In the main, the Act amends the Water Industry Act 1991 (the WIA), but also impacts on other associated legislation. Adoption agreements under WIA are one element affected. Water and sewerage undertakers have previously been free to enter into agreements to adopt water mains and service pipes, or sewers, drains or sewage disposal works at a future date, provided they are constructed in accordance with the agreement – as per section 51A and section 104 of the WIA respectively. However, going forward, it will also be possible for the Water Services Regulation Authority (Ofwat) to order an undertaker to adopt relevant mains, pipes and infrastructure. Provided Ofwat is satisfied that (a) it is appropriate for the applicant to carry out the initial work rather than the undertaker themselves, and (b) it is not possible for an adoption agreement to be reached between the parties in a reasonable time, it will issue an order for adoption in accordance with specified terms and conditions. This provides a potentially useful mechanism for landowners and developers, where previous adoption requests have been ignored or refused.  However, the statutory language leaves it unclear whether this can also be applied to sustainable drainage systems (SUDS) and other less traditional infrastructure for foul water management.

Ofwat’s powers in relation to section 51A and section 104 agreements are also increased so the regulator can:

  • make an order to vary or terminate an agreement, on the application of a party to the document;
  • issue codes and guidance relating to agreements;
  • stipulate the procedure to be followed where minor or urgent revisions are necessary; and
  • establish the charges that can be imposed by the relevant undertaker when entering into a section 51A or section 104 arrangement.

Sewerage undertakers will now have the right to build and maintain SUDS, provided they are intended to improve the management of surface water entering the public sewers – be this by reducing the overall volume or slowing entry rates. This right exists vis-a-vis both an undertaker’s own land or land belonging to someone else. Developers and landowners already face considerable burdens where construction works are such that the proposed drainage system falls under the SUDS approval regime. The regime can necessitate additional lead time; setting aside of suitable SUDS land; heightened costs for the approval application, non-performance bond and ongoing maintenance; and potentially restricts subsequent alteration or removal of SUDS. That an undertaker now also has its own independent SUDS rights on third party land may bring added complications and difficulties.

In addition, a significant potential change comes with the Secretary of State’s new power to make regulations for certain licences and consents being regarded as environmental permits (EPs) under current EP provisions. Water abstraction licences, water impounding licences, fish passes/screen requirements, and flood defence consents would all be incorporated within the existing EP regime. It is to be hoped the Government acts promptly to introduce such regulations, taking into account the likely benefits in terms of simplifying the existing permitting procedure, avoiding duplication, and enabling various activities to be covered by a single permit (where appropriate).

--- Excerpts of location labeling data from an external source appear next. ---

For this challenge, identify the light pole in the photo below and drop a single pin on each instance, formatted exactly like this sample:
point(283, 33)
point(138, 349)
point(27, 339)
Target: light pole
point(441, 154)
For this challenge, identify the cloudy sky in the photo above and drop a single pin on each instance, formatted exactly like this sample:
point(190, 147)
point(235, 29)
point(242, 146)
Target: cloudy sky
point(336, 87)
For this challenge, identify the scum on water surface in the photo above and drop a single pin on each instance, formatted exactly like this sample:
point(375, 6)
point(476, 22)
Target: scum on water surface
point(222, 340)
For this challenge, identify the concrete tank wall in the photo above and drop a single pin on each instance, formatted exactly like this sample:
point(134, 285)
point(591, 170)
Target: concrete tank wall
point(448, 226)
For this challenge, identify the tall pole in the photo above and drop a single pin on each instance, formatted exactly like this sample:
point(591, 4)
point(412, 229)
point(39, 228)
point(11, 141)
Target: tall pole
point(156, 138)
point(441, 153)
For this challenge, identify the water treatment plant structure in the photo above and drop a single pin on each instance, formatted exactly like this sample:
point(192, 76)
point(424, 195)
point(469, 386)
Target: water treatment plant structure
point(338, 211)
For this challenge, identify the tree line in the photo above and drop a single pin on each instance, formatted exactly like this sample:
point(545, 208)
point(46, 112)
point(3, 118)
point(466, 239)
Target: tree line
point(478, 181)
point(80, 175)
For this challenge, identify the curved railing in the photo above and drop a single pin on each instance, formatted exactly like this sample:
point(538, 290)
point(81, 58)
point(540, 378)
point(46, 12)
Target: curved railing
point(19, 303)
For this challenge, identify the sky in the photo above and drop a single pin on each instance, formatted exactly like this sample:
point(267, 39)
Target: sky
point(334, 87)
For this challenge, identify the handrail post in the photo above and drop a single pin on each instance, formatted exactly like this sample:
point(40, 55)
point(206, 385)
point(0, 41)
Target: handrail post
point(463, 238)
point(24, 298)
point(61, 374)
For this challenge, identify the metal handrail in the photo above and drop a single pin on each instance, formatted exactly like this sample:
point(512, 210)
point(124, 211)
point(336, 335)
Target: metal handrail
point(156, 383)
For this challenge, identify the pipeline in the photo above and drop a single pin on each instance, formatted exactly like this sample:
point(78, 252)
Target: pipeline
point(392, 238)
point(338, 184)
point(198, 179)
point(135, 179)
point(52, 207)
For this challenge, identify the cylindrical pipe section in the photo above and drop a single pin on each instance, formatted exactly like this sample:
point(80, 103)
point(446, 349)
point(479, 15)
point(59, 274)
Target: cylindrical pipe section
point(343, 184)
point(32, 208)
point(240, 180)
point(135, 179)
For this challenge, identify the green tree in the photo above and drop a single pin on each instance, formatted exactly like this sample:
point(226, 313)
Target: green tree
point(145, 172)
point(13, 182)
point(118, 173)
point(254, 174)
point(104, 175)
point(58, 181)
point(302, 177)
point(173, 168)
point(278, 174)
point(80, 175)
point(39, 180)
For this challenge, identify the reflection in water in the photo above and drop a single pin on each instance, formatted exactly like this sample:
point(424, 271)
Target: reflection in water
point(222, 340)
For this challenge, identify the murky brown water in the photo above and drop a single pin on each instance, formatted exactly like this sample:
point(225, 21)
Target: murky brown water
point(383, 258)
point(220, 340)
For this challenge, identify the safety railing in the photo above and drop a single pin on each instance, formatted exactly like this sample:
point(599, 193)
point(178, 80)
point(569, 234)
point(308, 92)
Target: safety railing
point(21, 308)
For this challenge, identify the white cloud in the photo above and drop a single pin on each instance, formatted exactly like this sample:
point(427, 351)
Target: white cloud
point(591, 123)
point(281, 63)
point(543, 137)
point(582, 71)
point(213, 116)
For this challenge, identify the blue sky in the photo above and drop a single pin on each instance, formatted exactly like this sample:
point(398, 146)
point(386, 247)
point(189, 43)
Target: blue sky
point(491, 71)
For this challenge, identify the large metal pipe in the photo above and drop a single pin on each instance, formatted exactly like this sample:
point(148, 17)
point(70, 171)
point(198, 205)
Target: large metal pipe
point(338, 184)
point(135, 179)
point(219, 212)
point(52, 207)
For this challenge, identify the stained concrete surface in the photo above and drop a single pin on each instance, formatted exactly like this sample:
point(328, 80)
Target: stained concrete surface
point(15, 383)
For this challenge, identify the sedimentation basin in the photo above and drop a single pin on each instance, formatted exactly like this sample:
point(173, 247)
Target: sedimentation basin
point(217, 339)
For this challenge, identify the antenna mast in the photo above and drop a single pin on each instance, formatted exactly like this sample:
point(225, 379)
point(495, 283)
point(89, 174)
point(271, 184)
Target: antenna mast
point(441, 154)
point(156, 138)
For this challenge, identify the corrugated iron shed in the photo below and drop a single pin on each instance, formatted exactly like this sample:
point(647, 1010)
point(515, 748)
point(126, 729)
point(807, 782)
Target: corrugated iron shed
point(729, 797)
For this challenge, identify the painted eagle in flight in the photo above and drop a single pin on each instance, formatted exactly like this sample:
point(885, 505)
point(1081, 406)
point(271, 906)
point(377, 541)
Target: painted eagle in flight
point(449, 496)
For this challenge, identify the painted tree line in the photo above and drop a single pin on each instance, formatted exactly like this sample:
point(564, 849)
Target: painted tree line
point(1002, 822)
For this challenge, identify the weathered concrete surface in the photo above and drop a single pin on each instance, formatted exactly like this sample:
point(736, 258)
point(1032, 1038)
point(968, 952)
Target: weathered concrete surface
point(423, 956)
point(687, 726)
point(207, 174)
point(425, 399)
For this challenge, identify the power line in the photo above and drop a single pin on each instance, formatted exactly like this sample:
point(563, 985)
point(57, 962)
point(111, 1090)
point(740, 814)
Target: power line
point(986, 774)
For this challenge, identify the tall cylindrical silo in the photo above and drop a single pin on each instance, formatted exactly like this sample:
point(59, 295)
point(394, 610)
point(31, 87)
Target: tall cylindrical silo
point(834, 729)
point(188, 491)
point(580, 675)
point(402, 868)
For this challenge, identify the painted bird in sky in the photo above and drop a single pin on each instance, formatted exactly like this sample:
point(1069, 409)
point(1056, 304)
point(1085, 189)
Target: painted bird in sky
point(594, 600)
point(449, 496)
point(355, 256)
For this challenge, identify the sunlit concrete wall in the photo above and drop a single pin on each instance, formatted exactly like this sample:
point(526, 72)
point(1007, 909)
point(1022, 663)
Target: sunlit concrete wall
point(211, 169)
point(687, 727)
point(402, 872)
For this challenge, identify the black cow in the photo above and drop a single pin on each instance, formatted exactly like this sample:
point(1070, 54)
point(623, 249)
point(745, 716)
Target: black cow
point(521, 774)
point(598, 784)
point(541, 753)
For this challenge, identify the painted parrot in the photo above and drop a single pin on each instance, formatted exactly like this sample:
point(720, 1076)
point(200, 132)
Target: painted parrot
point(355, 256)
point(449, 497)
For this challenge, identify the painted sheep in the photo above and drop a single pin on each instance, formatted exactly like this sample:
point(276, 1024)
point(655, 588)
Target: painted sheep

In addition to its increased powers mentioned above, Ofwat is placed under a new duty via section 22 of the Act to “further the resilience objective”. In essence, this means the regulator must secure:

  • the long-term resilience of water supply and sewerage systems against environmental pressures, population growth and changing consumer behaviour;
  • action from undertakers to ensure the above;
  • suitable long-term planning and investment from relevant undertakers; and
  • undertakers’ commitment to measures to manage water in a sustainable and efficient way, reducing demand for and pressure on existing resources.

The impact this is likely to have on undertakers and, in turn, landowners, occupiers and developers will only become apparent in the longer-term.

The Act enables the government to implement some of the proposals for future operation of the water sector and management of water resources that were outlined in the Department for Environment, Food and Rural Affairs’ White Paper (‘Water for Life’) published in December 2011. Exactly when a number of the Act’s provisions, such as Ofwat’s increased powers, will come into force is still to be decided. In some instances, further consultations will be required before changes are made and the effects are felt. It remains to be seen whether the Act will ensure improved innovation, efficiency, and sustainability in the management and control of water resources as intended.